Population de Porquerolles en 1828
Porquerolles est quasiment un territoite militaire, il y a au moins 5 fois plus de militaires que de civils. l'Armée maintient les batteries qui ont été installées après le départ des Anglais : Sainte Anne près du fort du Langoustier, Le Bon Renaud, la Batterie des Lions au dessus du village, La Batterie républicaine au Lequin, la Batterie des Mèdes et celle de la Galère. Il doit y avoir une compagnie de canoniers et une compagnie de fusilliers en accompagnement. Ces militaires sont logés à côté de leurs batteries dans les constructions édifiées par le génie militaire ou dans les forts de la Lycastre et du Langoustier. au dessus du village on trouve une section du Génie Militaire et l'Etat Major de la Garnison, principalement logé dans le village. Il s'agit du commandant de la Place installé bien entendu dans la Maison du Commandant, de l'Aumonier logé prés de l'eglise du Génie, du Médecin : Joseph MILLET, Chirurgien Aide Major, de l'Intendant de Santé César MOURRE, du Cantinier BRUIN-CLERC
Il y a un contingent de douaniers et même un receveur des douanes, les navires qui faisaient escale devaient être contrôlés, quelques douaniers se fixeront dans l'île.
les civils sont répartis en 2 groupes de quelques dizaines de personnes chacun. Les employés de la Fabrique de Soude qui logent près de leur usine au Langoustier, et les villageois. L'île a intéressé des commerçants qui ont été attirés par le marché captif de la garnison, certains se sont installés définitivement à Porquerolles : la cabaretière, le cordonnier, le boucher, ce dernier était aussi éleveur et viticulteur. Les agriculteurs sont en petit nombre, en dehors du propriétaire de l'île, il n'y a que 2 familles, qui sont arrivées avant 1790 et qui se livrent également à la pêche. Nous ne connaissons que les propriétaires, il devait y avoir des habitants en location et d'autres logés de façon précaire, le manque de logements est habituel à Porquerolles!
Nous trouvons 16 proriétaires habitant l'île et deux habitant Toulon ou Hyères
Le Chirurgien MILLET, l'intendant de santé MOURRE et le marchand THOLLON ne sont restés dans l'île que quelques années et n'y ont point laissé de descendance, de même que Mme VARRILLAUD Vve MARTINY et MISTRE, mais par contre, tous les autres propriétaires ou leurs descendants étaient dans l'île lors du recensement de 1841.

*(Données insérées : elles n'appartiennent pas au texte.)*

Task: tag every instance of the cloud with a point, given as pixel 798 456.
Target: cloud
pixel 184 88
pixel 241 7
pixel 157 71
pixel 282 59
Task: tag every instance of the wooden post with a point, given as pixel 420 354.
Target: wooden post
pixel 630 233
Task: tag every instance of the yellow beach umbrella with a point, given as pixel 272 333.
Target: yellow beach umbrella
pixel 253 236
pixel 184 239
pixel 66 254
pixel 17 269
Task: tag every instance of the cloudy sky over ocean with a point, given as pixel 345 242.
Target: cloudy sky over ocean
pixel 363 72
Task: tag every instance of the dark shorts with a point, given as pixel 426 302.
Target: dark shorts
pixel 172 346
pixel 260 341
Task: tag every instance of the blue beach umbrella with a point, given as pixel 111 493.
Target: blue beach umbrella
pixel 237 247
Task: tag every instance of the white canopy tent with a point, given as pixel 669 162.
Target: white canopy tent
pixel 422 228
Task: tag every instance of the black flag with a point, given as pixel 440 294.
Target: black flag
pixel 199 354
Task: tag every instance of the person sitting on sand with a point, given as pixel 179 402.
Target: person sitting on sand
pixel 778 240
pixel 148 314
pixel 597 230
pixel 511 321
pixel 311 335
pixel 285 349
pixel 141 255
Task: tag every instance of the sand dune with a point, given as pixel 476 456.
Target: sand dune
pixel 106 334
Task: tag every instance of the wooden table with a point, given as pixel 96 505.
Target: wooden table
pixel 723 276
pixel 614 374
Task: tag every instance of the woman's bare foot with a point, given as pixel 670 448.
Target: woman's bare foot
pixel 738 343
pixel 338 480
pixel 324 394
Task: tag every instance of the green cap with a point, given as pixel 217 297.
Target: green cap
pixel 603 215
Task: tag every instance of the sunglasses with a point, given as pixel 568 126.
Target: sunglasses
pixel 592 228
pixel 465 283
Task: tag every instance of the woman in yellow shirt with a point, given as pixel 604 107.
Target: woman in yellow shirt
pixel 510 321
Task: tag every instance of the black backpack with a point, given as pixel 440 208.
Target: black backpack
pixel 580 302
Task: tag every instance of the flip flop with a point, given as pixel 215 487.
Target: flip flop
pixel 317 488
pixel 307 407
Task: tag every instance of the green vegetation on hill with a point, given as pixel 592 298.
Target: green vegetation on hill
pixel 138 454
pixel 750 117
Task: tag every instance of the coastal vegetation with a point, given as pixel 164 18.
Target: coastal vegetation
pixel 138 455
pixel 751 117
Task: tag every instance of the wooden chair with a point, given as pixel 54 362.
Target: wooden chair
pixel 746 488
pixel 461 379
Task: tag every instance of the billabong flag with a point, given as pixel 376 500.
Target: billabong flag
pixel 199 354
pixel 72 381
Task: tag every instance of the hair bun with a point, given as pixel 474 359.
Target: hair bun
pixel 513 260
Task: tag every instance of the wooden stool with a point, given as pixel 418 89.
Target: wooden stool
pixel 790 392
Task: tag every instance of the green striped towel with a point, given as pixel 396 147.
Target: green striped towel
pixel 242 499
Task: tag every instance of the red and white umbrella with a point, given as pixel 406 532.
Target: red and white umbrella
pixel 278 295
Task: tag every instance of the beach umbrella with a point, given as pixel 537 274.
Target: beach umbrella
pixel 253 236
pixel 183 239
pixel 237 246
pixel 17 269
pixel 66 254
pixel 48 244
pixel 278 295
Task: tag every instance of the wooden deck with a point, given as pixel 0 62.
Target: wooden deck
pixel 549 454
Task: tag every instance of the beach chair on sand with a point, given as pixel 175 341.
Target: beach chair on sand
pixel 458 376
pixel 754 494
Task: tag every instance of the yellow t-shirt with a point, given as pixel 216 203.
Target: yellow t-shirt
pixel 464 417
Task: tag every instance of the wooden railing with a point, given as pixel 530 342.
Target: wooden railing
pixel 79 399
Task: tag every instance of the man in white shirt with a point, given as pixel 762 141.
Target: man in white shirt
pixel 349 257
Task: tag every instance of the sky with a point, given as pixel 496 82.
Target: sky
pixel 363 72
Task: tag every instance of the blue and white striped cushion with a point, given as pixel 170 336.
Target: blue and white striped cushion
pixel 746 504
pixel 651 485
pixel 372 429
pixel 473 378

Nous pouvons complèter la liste de habitants de Porquerolles, grâce à ce recensement, en rajoutant des familles qui devaient être en location. Nous avons deux boutiques vides, elles sont vraisemblablement occupées par un boulanger et un forgeron, professions indispensables dans un petit village à l'époque. Le boulanger c'est Simon Honoré NOBLE avec 4 enfants : Eugéne 29 ans, qui travaille à l'usine de Soude; Clémence 16 ans Elise 8 ans et Thérèse 7 ans
Le maréchal ferrant ou forgeron s'appelle Blaise PELLEGRIN (32 ans) avec 2 filles Joséphine et Thérézime de 11 et 2 ans
on peut rajouter à cette lise : VACCARIO, patron pêcheur, GRIMAUD, journalier et RIGAUD, un des propriétaires de la fabrique de soude, agé de 37 ans.
Lors du recencement de 1901, sur les 14 personnes nées en 1829 ou avant, donc qui avaient au moins 72 ans à l'époque, on en dénombre au moins 4 qui sont nées dans l'île : Jean PELLET (79 ans), Louis JULIEN (74 ans), Charles VIGANIGA (73 ans), Lazare PELLET (72 ans) et les descendants du groupe initial qui habitait dans l'île dans les 10 ans qui suivent la création du village sont nombreux.
En conclusion on peut reprendre une phrase d'un rapport d'un capitaine du génie écrit en 1850.
"Il n'existe dans l'ile, aucune cause qui puisse nuire à la santé ; aussi le sang y est beau et les habitants atteignent généralement une grande vieillesse."